Airbnb critics will be quick to say that Airbnb’s customer service for guests can be challenging, but it’s often better than dealing with hosts who have no brand or track record to stand behind them.
In fact, Google’s travel vertical has a vacation rentals feature, and it hasn’t really distinguished itself or put much of a dent in Airbnb’s growth precisely because Airbnb, and other big vacation rental brands, have shunned offering their homes and apartments through Google vacation rentals.

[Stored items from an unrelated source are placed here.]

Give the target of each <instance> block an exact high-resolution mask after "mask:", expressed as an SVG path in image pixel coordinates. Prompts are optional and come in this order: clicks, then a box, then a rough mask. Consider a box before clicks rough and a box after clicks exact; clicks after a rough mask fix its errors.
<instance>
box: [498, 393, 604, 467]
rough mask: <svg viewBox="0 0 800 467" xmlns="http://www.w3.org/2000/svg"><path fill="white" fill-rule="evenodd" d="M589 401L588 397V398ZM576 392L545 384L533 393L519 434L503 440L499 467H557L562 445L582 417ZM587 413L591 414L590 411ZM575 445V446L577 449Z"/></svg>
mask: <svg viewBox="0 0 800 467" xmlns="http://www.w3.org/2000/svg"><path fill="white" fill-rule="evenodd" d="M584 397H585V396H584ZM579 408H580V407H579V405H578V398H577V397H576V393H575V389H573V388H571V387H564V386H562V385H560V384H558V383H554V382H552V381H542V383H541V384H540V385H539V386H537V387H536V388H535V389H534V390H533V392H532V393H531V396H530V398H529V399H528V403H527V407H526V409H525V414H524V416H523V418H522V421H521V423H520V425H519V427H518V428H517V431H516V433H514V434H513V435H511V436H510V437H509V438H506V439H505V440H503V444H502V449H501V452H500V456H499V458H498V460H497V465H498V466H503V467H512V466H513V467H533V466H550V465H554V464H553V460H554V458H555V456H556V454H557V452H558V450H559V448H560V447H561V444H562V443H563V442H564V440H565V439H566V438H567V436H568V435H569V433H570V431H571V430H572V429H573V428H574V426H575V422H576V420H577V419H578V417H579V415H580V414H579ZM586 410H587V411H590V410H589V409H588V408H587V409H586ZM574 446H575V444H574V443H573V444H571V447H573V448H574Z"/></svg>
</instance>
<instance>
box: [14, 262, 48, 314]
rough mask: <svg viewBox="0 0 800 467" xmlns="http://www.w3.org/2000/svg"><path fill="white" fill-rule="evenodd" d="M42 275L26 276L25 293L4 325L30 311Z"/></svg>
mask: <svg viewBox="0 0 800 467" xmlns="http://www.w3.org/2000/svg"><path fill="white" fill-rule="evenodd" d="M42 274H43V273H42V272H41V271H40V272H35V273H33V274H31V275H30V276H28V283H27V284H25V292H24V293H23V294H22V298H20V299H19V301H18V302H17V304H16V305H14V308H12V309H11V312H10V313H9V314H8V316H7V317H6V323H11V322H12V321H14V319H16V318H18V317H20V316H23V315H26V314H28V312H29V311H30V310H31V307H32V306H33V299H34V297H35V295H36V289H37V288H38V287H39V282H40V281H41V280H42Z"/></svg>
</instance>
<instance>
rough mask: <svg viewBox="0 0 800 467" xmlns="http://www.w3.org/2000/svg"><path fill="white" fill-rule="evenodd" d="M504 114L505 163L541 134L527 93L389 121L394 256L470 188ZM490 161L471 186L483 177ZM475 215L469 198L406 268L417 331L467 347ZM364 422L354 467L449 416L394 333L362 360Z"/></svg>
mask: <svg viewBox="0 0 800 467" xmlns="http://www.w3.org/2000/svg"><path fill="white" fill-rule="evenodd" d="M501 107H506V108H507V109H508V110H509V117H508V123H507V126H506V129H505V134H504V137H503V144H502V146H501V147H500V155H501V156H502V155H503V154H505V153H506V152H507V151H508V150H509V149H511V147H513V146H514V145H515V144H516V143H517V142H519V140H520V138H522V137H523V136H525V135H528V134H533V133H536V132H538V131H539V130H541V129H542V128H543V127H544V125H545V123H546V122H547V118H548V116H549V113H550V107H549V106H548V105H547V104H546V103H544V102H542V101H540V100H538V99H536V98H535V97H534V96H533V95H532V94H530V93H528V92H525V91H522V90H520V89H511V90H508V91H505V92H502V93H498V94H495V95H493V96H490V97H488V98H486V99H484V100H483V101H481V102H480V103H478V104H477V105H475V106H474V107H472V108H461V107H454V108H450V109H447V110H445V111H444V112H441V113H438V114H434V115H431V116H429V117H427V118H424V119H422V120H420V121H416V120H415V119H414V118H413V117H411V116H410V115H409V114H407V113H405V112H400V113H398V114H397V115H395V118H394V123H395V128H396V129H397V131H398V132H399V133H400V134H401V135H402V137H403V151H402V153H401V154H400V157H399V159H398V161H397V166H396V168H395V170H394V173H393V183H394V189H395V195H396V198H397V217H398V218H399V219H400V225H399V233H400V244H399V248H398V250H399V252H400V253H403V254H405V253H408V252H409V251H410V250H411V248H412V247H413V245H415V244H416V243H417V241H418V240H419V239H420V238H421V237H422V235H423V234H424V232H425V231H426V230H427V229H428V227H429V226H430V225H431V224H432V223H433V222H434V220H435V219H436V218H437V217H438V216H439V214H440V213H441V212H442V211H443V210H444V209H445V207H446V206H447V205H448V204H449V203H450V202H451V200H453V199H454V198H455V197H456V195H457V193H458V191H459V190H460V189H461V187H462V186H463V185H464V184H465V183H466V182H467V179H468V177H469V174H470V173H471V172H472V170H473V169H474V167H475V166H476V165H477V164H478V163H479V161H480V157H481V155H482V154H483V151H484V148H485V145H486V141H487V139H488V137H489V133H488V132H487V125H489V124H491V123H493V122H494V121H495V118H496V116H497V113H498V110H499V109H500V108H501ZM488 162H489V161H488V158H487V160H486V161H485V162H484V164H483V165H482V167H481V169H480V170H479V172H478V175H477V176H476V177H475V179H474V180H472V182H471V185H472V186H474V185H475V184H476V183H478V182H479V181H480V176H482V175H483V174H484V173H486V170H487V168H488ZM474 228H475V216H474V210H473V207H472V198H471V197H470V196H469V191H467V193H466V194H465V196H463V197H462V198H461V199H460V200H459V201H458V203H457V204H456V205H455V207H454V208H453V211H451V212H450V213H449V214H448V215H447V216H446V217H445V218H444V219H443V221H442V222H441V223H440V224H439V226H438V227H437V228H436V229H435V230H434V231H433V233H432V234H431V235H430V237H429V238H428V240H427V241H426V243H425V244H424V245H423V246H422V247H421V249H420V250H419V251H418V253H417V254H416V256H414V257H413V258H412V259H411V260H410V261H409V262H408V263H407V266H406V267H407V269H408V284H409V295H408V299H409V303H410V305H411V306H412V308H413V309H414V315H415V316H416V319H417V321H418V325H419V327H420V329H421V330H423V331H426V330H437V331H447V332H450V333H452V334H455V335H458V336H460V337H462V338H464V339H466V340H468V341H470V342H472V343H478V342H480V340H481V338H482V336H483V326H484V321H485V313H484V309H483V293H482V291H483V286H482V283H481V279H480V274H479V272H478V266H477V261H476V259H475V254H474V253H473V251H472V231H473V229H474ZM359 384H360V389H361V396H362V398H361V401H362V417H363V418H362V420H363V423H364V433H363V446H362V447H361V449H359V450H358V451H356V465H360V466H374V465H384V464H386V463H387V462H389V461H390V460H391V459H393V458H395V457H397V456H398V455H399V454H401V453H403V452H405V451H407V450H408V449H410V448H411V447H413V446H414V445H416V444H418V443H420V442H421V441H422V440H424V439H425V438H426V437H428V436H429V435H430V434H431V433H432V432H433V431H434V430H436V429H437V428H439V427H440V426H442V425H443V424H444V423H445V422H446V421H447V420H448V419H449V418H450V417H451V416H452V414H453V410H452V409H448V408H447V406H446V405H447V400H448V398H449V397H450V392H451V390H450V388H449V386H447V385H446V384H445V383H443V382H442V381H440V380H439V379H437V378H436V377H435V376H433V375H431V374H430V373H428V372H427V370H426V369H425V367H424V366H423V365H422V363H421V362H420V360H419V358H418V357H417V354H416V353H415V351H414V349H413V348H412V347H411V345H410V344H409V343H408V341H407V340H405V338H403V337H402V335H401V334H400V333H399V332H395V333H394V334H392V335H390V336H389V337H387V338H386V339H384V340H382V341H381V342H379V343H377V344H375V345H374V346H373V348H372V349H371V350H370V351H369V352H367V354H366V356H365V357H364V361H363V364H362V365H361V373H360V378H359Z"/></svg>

So Google is hardly usurping Airbnb on that front.
Google has certainly damaged the businesses of innumerable travel companies because of its near-monopoly in search and the way it preferences its own travel advertising features. Curiously, although most of the far-out theories about Google taking over the travel industry tend to say that Google will transition from an advertising to a booking platform and would become an online travel agency — a switch that Google has shown little appetite for — Huber isn’t even making that argument.
Instead, he’s arguing that Google will serve as a listing platform, and build advertising around it, and that hosts, with an assist perhaps from property managers, would see direct bookings flow like lava down a hillside because these offers are inherently the best and cheapest deals for both hosts and guests.
Both Google and Airbnb Face Headwinds
Google killing Airbnb begs the question of which of the two has momentum versus the other. Both face big antitrust or regulatory challenges, and it’s hard to choose which one has the more daunting obstacles.
A little deeper into his twitter thread, Huber retreats a bit from his Google killing Airbnb opener, and pleads for “nuance.”
“Of course Airbnb will always have users,” he tweeted. “But over time many guests will go on google, find a vacation rental in an ideal location, click through to that website & book w/o paying hundreds in fees. 20 yrs from now ABNB will be a glorified lead generator.”
When it comes to predicting the future of companies two decades from now, I’ll pass on that one, considering it is difficult to look even two or three years ahead to see what the business world would look like.
So, alas, in Huber’s view, his talk of Airbnb’s death was apparently bombast.
When a twitter user tells Huber he downplayed the importance of factors like trust and reliability when considering direct bookings versus reservations through Airbnb, Huber retreats a bit further, tweeting:
“I think there will be an increased number of guests going directly. You can do all of those things without giving a huge chunk to Airbnb.”
Finally, that’s something we can agree with: There are many hosts doing everything they can to generate direct bookings, and they’ll likely have a degree of success. But I don’t believe “Google will kill Airbnb,” or that Airbnb will close shop anytime soon.
Note:This story has been updated to include additional information on Airbnb’s take rate. It also clarified Google’s role in the travel industry.